是的,那是龍壯說過的話,那時,我們曾認爲他在嚇唬我們。
如果是鬼魂,那就能夠解釋我們的遭遇了。我們之前遇到的一切,早在三十年前便已經發生,是龍灣村鬼魂帶我們來到這裡,讓我們重溫了三十年前發生的一幕。
龍凌玥、龍壯、龍辰逸、龍族長,它們有太多的心結,以至於死後不能解脫,所以找來我和二蛋,幫助它們,完成了生前未能來得及做的事。
我們此前的所見所聞,全是鬼魂設下的幻境,只有此刻,眼前的這篇石刻,以及不遠處的那片廢墟,纔是真真切切存在的實物。
困惑與無助,潮水一般將我吞沒,我蹲在地上,無法接受這個現實,只覺得自己的世界觀已被完全顛覆。
不,這一定不是事實,我們一定是忽略了什麼!我抓着自己的頭髮,努力去回想這些天的經歷,不敢放過一絲細節。

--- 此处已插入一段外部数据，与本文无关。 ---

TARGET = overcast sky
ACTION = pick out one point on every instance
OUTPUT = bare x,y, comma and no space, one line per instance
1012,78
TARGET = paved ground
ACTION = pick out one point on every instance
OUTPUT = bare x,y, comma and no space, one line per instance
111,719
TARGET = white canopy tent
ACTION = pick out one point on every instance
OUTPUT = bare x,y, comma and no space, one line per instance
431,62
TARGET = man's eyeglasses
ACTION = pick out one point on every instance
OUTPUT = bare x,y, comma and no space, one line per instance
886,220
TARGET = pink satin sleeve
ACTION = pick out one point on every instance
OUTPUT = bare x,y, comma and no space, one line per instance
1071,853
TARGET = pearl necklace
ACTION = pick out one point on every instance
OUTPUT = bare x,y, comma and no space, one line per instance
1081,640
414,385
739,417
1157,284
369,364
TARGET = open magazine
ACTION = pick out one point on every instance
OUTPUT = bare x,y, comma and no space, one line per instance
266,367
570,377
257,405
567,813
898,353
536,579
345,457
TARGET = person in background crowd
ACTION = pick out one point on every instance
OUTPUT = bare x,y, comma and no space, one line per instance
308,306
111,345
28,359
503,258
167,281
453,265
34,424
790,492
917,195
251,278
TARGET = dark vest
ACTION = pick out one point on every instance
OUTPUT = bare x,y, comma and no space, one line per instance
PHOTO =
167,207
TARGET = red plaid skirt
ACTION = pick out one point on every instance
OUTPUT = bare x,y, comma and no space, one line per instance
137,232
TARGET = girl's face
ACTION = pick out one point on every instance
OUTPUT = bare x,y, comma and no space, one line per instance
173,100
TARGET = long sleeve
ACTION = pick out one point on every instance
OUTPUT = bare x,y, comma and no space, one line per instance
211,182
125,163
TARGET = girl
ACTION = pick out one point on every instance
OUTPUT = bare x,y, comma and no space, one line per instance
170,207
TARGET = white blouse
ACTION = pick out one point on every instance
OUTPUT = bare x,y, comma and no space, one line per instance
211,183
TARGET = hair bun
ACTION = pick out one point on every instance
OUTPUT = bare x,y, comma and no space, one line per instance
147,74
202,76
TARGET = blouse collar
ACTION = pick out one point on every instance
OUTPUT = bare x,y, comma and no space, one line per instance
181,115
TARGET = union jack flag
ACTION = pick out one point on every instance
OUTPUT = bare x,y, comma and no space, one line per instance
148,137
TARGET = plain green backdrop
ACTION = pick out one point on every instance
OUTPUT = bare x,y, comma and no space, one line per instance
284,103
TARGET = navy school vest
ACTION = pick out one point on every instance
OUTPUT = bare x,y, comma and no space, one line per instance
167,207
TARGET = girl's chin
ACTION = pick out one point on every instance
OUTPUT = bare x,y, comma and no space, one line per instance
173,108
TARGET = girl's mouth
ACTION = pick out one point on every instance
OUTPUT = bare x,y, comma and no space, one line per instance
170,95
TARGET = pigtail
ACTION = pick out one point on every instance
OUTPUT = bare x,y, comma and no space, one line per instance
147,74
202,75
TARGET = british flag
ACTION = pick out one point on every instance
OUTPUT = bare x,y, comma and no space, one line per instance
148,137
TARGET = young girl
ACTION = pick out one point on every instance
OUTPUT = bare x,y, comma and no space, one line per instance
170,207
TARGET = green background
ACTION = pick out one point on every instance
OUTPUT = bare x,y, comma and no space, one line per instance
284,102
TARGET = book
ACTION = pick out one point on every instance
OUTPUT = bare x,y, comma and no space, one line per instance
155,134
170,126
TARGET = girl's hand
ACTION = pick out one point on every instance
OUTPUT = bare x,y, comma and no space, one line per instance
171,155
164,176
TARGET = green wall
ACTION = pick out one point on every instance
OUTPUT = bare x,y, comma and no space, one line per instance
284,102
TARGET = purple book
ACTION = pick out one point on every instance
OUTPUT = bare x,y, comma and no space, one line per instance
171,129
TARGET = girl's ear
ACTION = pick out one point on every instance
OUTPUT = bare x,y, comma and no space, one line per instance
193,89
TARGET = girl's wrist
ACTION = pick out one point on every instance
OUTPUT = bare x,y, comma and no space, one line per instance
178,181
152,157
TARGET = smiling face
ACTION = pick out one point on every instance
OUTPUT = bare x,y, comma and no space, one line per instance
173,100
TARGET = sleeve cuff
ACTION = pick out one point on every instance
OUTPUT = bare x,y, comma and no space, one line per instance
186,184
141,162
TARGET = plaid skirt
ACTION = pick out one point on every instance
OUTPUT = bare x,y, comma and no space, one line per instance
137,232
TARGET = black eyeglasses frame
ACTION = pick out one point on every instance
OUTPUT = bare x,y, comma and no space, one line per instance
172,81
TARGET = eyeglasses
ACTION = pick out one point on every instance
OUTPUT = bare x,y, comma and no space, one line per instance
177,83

“二蛋!”我突然站起來,抓着他問,“相機呢?你拍攝的照片呢?”
這次蓬萊之行,我記得二蛋拍攝了許多照片,其中有我們五人的合影。如果說他們真的是鬼魂,我們經歷的種種都是虛幻的,那麼拍攝到的照片中,一定不會有他們三人的身影。
二蛋擔心地望了我一眼,說:“老邢,在醫院的時候我不就和你說過嗎,相機早就沒了,那時我掉到海里昏迷,哪裡還顧得上它?你該休息了。”
我想起來了,他確實和我說過。而且不只相機,那時情況緊急,連揹包也沒有來得及拿走。
我是該休息了,連這些最基本的事情都忘記了。
沒有照片,那有什麼能證明他們的存在呢?沒有的。我們五人同行一路,此刻,竟連一個能給我們作證的人、作證的物都找不到。
不對,有人能夠作證!我突然想到了一點,立刻興奮地幾乎跳起來。龍壯!有人見過龍壯,在車站的時候,我們三個曾住在一個招待所!